Article 96 (Transfer Price)

4. Determination

(a) Whether the right to acquire real estate is transferred;

(1) The term "right to acquire real estate" under Article 94 (1) 2 (a) of the Income Tax Act means the right to acquire real estate, the main purpose of which is to acquire real estate directly or at least for the actual purpose of which is to acquire real estate directly or through a certain procedure in the acquisition of real estate itself, if the main purpose of which is to acquire such right satisfies additional requirements or goes through certain procedures, and the "transfer of the right to acquire real estate" as the subject of capital gains tax shall be not only the transfer of such right itself, but also the so-called right itself shall be transferable.

(2) However, the Plaintiff’s transfer of each of the instant lands on December 20, 204 to ○○○○○○○○○ (hereinafter “instant land”) is deemed as the transfer of each of the instant land owned by himself for less than one year and calculated capital gains tax by applying the tax base return and the tax rate accordingly.

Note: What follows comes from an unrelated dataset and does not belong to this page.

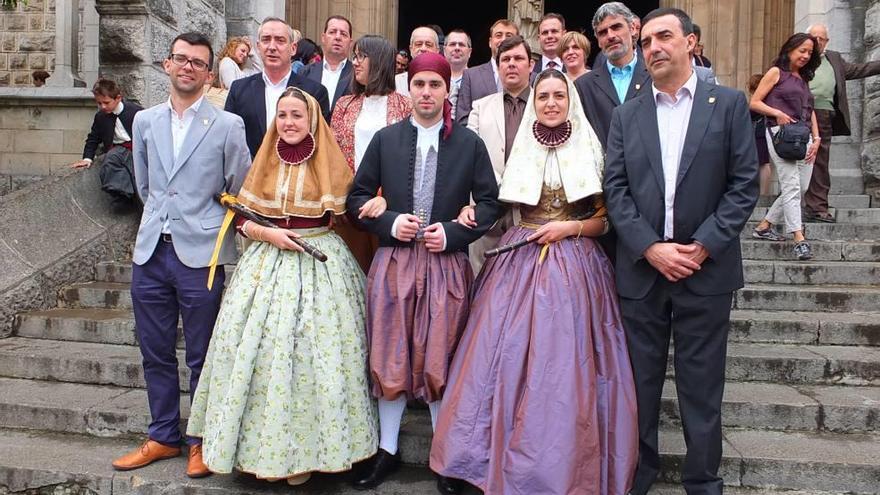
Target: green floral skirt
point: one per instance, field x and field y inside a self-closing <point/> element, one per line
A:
<point x="284" y="387"/>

Moreover, the Plaintiff’s purchase from New○○ on March 15, 1983 is merely the right to occupy and use each of the instant land, and accordingly, the Plaintiff cannot be deemed as the right to acquire real estate separately from the right to occupation and use each of the instant land, and it is difficult to view that the Plaintiff’s transfer of each of the instant land cannot be deemed as the right to acquire the remainder of the transfer of each of the instant land under the premise that the Plaintiff’s transfer of each of the instant land can be deemed as the right to acquire the said real estate, even if the Plaintiff and ○○○○○ (hereinafter “○○○”) transferred the ownership of each of the instant land under the premise that it would have been necessary for the Plaintiff to acquire the ownership transfer of each of each of the instant land.

B. Whether the instant building should be subject to special long-term holding deduction for transfer

In light of the fact that the plaintiff filed a report on the tax base of transfer income on December 20, 204 and did not include the building of this case in the object of transfer, as well as the removal of the building of this case under the terms and conditions of the sales contract under which the plaintiff would not receive the land of this case from the Namyang-si as seen above, it is practically impossible for the plaintiff to include the building of this case in the object of transfer along with each of the land of this case. In addition, the building of this case was already removed, demolished, and did not exist until the date of the transfer contract or the actual liquidation of each of the land of this case, and the share of 1/2 of the building of this case appears to have already been registered for transfer on April 8, 202, it is difficult to view that the building of this case was included in the object of transfer at the time of transfer of each of the land of this case, and therefore there is no ground for the plaintiff's assertion that each of the buildings of this case was included in the object of transfer at the time of transfer.

(c) Whether river occupancy fees, etc. fall under necessary expenses;

As seen earlier, the Plaintiff paid KRW 86,477,00 for occupation and use fees and rent for the river site after closing down the history of each of the instant lands from Namyang-si. However, such occupation and use fees and rent are limited to the expenses to be borne by the occupation and use right holder or use right holder, regardless of whether the Plaintiff actually occupied and used or used each of the instant lands during that period, and such expenses do not constitute the acquisition value, capital expenses, or transfer expenses of each of the instant lands. Thus, the Plaintiff’s assertion that the aforementioned expenses should be deducted from the transfer value of each of the instant lands as expenses necessary for acquiring each of the instant lands.

Conclusion

Therefore, the plaintiff's claim of this case is dismissed, and it is so decided as per Disposition.